A further limitation is that ED medical records varied in detail and specificity, which can impact the reliability and accuracy of findings. Notably, DAWN data relied on assessments made by ED medical staff who determined which drugs were related to ED visits. Clinical biases and error among medical staff may contribute to over- or under-representation of drug misuse and misclassification of discharge outcomes. In addition, the limited demographic and clinical data provided in DAWN prevent evaluation of potential confounders. We do not have information on patients’ severity of illness, health insurance coverage, or co-occurring psychiatric or medical issues. In addition, the data on race/ethnicity are flawed as this information is often poorly documented in ED records or not released due to privacy concerns. In the current study, there was a high percentage of missing race/ethnicity data (about 15%).
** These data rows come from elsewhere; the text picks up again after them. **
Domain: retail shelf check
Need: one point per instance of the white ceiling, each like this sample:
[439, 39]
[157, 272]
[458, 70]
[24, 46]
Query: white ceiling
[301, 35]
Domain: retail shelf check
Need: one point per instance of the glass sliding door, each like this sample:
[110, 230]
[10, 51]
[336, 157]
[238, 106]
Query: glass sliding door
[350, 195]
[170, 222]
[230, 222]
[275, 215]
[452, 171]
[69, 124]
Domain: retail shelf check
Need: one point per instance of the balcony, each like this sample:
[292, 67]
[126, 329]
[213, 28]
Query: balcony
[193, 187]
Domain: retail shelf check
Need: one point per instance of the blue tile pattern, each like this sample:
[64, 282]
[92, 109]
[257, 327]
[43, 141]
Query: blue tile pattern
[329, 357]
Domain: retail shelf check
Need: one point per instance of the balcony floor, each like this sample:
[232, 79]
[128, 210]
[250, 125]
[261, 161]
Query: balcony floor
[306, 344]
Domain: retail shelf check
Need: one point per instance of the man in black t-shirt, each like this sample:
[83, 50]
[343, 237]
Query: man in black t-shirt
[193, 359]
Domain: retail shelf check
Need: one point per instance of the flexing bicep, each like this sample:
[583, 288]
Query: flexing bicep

However, analyses were conducted with and without the race/ethnicity variable and yielded similar results. Nevertheless, the authors recognize that missing data and other excluded observations from our analyses may result in biased estimates, although the percentage differences between the included and excluded were relatively small.

Conclusions

Assessment and identification of ED patients who are at risk for drug use disorders are important to incorporate as part of the stabilization treatment in ED settings. Our findings, based on 8 years of data from a nationally representative sample of ED visits in the United States, highlight the importance of considering the role of gender during assessment and referral of ED patients with or at risk for drug use disorders. In the current period of health care reform, our findings call attention to the need for coverage of substance use treatment and implementation of preventive interventions and discharge planning services in ED settings that can respond to the treatment needs of men and women. Our results also provide important markers to assess the changing landscape of our health care system and underscore the need for continued monitoring through similar successor surveillance systems as DAWN. Future studies are warranted to ensure access and effectiveness of these preventive interventions targeting ED patients involved in prescription or illicit drug misuse.

Abbreviations

ACA: 

Affordable care act

AMA: 

Against medical advice

DAWN: 

Drug abuse warning network

ED: 

Emergency department(s)

SAMHSA: 

Substance abuse and mental health services administration

SBIRT: 

Screening, brief intervention, and referral to treatment

Declarations

Acknowledgements

Not applicable.

Funding

NIDA K01DA035330.

Availability of data and materials

The datasets generated during and/or analyzed during the current study are available in the SAMHSA repository, http://www.samhsa.gov/data/emergency-department-data-dawn.

Authors’ contributions

JM conceptualized the study and conducted the main analysis with assistance from JL. JM and JL contributed equally to the manuscript text. Both authors read and approved the final manuscript.

Competing interests

The authors declare that they have no competing interests.

Consent for publication

Not applicable.

Ethics approval and consent to participate

This study was approved as exempt by the institutional review board at New York University.

Publisher’s note

Springer Nature remains neutral with regard to jurisdictional claims in published maps and Institutional affiliations.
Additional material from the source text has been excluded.